Sense of union

I am unhappy with the idea that our search should find ‘no end result’, only ‘openness’. It leaves me empty, unsatisfied, it feels wrong, an apology, a way of filling a gap that emerges because there is nothing else to emerge.

I think there is an answer which is more satisfying, and more correct, and it is a ‘sense of union’. This sense of union does not necessarily need quiet, or clamour, or peace, or rationality, or learning. It comes from a different direction, but it comes, and that is all that comes, and that is all there is. The direction that it comes from is no direction. It comes from what we are — isolated, lonely, about to die by ourselves — to lose everything that we know in an instant never to be recaptured, thought of again, remembered. The abyss is the loneliness that we are. We see ourselves in it. There is nothing else to see. It contains only us.

Perhaps a thing, and a living thing, needs that which naturally it is not. Perhaps a thing needs to be that which naturally it is not. Perhaps a thing wants that which naturally it does not have. Perhaps a thing aspires to that which naturally it can never be. We are deceived into thinking that those things which we naturally need, want, aspire to, are sorts of thing which are worth needing, waiting, or aspiring to. And this is wrong. The need is simply that it is our condition, we are not those things so we naturally tend towards them. It is simple.

We may find a sense of union with things, people, in quiet, in clamour, in feelings of peace, or terror, or depression, or joy, or ecstasy, or loss, or anticipation. It is the union with those things which breaks the natural barrier which is self — natural isolation.
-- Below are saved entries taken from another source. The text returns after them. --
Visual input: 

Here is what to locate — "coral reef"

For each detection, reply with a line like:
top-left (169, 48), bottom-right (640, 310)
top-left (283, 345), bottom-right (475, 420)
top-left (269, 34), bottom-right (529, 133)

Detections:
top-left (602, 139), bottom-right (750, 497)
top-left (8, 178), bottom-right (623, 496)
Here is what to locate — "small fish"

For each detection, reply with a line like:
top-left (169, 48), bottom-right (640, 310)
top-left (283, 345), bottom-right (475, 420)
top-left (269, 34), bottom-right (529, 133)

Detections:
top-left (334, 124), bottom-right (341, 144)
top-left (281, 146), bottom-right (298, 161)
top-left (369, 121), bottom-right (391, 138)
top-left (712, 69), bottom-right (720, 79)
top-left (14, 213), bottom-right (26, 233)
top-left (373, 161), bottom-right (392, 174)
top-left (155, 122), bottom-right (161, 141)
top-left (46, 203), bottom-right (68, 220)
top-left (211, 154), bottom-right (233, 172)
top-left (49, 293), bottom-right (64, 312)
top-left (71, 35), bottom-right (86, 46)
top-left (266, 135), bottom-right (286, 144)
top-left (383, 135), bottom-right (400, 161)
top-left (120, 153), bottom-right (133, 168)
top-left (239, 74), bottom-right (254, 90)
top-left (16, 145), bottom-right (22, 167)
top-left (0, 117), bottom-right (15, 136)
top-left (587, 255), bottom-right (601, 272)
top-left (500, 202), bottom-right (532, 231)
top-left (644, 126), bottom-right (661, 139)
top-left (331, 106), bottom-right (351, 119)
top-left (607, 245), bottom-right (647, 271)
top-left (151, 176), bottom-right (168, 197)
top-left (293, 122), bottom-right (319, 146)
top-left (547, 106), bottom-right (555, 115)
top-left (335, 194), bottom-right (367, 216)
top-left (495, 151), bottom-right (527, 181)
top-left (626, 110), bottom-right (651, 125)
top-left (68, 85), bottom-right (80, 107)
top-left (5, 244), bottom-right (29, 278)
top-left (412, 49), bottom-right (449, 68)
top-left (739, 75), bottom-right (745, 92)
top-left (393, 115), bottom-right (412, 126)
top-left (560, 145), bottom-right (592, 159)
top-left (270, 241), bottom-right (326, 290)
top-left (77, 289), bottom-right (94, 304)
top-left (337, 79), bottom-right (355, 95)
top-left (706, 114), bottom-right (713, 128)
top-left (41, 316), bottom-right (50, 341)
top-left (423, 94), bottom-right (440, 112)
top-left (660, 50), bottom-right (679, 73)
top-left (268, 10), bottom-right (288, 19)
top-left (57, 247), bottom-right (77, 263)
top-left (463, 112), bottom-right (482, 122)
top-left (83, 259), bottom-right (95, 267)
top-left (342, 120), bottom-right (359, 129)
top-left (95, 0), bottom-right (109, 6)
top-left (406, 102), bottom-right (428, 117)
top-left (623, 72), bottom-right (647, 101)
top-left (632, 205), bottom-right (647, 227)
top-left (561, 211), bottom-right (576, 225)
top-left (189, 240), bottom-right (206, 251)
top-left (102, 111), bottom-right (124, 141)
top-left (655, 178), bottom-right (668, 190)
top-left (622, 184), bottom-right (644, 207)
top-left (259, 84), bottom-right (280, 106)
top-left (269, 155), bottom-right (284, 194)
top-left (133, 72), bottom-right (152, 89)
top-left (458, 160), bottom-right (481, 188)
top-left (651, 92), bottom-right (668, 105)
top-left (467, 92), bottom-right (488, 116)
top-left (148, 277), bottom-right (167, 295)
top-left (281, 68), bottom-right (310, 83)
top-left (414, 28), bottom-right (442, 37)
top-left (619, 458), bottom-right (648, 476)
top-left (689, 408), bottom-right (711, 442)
This ‘openness’ is too much like an ideal world, an ideal space, the perfect place within which to locate something. It is a step away from what we are, and I am not sure that step away is necessary. Stepping away like this is too often used as a mechanism for obscuration — it has the flavour of religiosity about it — what is, is always beyond. Why might not what is be within us? Is there something so wrong with what we naturally are? Do we detest it so much, that in order to find ‘reality’ we must step away from it? Do we somehow imagine that ‘real’ human existence does not include war, violence, ill-treatment, hatred, jealousy, envy, tarmac? Can it really be true that we are only naturally gifted with an aspiration to be what naturally we are not? We are in the small things. The sloping grassy bank should be our aim — if we have an aim.

The danger with any philosophising is this constant desire to reach further, and this is a danger because sometimes it reaches only because reaching seems the right thing — because it is more than what we are — and philosophising can do that. But that does not necessarily mean it does anything useful for us. How could philosophy justify itself if it said all it could offer was what we already know. It may be that today philosophy has nothing to offer — it has burnt out, it is logic and history only.

Accepting what we are, and what is the world, is not easy, and this is a great task. It is as great a task as finding the space to be open to new possibilities. I am sensing that the new possibility is accepting. I do not like political effort, but I should learn to accept it and not allow it to impinge on my life. It need not, if I do not let it. If I do not let it impinge then I am free. If I am free then I am everything that I can be.

It is the sense of union which frees us, from our own isolation as mortal beings, and from our alienation in an absurd world.